Глава 1. Я – Старшая


НОВИЧОК

Так бывает.

Жизнь делает крутой поворот и начинает отчаянно мчаться по ей одной ведомой траектории. А все, что было до поворота, скрывается в тумане – уж и не разглядеть. События прежней жизни начинают таять, как тают застигнутые утренними сумерками ночные тени. Перед глазами остается только рвущаяся вперед петляющая лента шоссе и затылок водителя, едва выглядывающий из-за подголовника.

Водитель молчалив, почти неподвижен и сосредоточен, каким ему и полагается быть. Черная машина с затянутыми темным мутным бельмом окнами на пассажирских местах скребет колесами раненое шоссе, изредка испуганно вздрагивая на особо крупных его рубцах.
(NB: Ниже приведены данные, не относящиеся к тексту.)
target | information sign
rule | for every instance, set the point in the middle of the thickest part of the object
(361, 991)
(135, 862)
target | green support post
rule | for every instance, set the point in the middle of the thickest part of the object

Дергаюсь вместе с машиной и вдруг понимаю, что по этой дороге очень давно никто не ездил. Из-под колес выныривают полупрозрачные силуэты потревоженной дорожной пыли. Застывшие в плотной паутине тумана пейзажи дышат сыростью, глотают росу, и стоят нетронутые, как забытые в кладовке музейные экспонаты. Рытвины на дороге – давние, никого не беспокоящие, не изъезженные и не запущенные, какими могли бы стать, реши кто-нибудь вытянуть из шоссе последние соки полезности. Но нет, дорога пуста, на встречной полосе – ни единой машины. Это даже слегка пугает.

Совсем слегка.

Гораздо меньше, чем место, где дорога заканчивается. Гораздо меньше, чем неизвестность, это место окутывающая. И уж точно гораздо меньше, чем навязчивые мысли, кричащие мне: «Там, куда тебя везут, тебе будет очень плохо».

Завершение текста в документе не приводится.